One of the reasons I don’t mind teaching the kinds of classes I taught today on what’s supposed to be a day off are that it’s fun to teach students who actually want to learn English.
The students are part of a program that is preparing them to study in the USA, the UK or Australia. Rather than participate in the full time version of the course, they’ve taken on extra homework–in theory anyway, if not always in practice–and opted to give up their Sundays while they stay in their regular high schools.
Every now and then university students join the program, but that’s less common. This is good because the age difference often leads to creepy situations where a guy is flirting with a woman and talking about how his plans are to go to graduate school and she’s like “Grandpa, can I like graduate high school first? I’m like 17 or something.” (I saw this happen and then encouraged the heartbroken guy to 1) be more aware of his surroundings; 2) lead with the age check; and 3) recognize that going to graduate school isn’t sexy.)
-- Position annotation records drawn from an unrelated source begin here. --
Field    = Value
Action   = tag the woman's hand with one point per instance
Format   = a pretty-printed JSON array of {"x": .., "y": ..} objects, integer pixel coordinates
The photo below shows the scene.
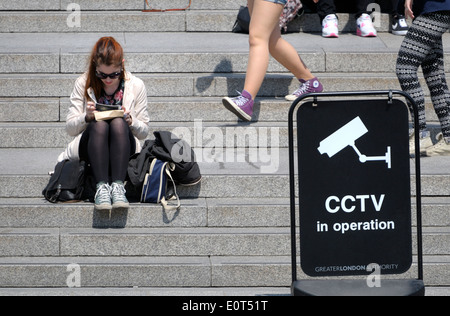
[
  {"x": 127, "y": 116},
  {"x": 90, "y": 110}
]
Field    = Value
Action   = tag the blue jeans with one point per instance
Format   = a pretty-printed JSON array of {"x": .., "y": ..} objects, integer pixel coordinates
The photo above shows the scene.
[{"x": 283, "y": 2}]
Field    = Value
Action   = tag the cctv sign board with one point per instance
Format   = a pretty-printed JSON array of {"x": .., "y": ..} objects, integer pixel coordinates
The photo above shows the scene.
[{"x": 354, "y": 187}]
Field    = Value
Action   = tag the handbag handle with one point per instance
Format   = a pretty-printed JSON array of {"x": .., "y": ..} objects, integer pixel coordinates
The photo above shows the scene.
[
  {"x": 164, "y": 10},
  {"x": 164, "y": 202}
]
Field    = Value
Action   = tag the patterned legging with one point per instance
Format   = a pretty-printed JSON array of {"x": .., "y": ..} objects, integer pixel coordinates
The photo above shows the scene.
[{"x": 422, "y": 46}]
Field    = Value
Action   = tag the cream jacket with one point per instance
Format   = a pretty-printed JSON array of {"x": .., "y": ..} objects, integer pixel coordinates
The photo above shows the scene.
[{"x": 134, "y": 100}]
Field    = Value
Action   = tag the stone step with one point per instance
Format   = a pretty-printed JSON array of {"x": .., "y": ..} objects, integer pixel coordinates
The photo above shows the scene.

The school itself has an English Only rule that applies to the entire floor, even during breaks. The Japanese staff also conduct business in English. If Japanese is required, they take the student to a different room.
The students try to sneak in some Japanese yet don’t realize how loud their sudden silence sounds. They also use the Japanese skill of communicating without talking, a skill that involves expressions, frowns, lip reading and possible proof of ESP. I’ve seen Japanese have five minute conversations like that. The problem is, I was the only one who can’t understand it; everyone else in the room could making it less secret than it could have been.
I’ll teach the class at least one more time, possible two, and then try to lobby for a few more. I may lose a Sunday but it’s easy work and pays well. It’s also fun to chat with students in English.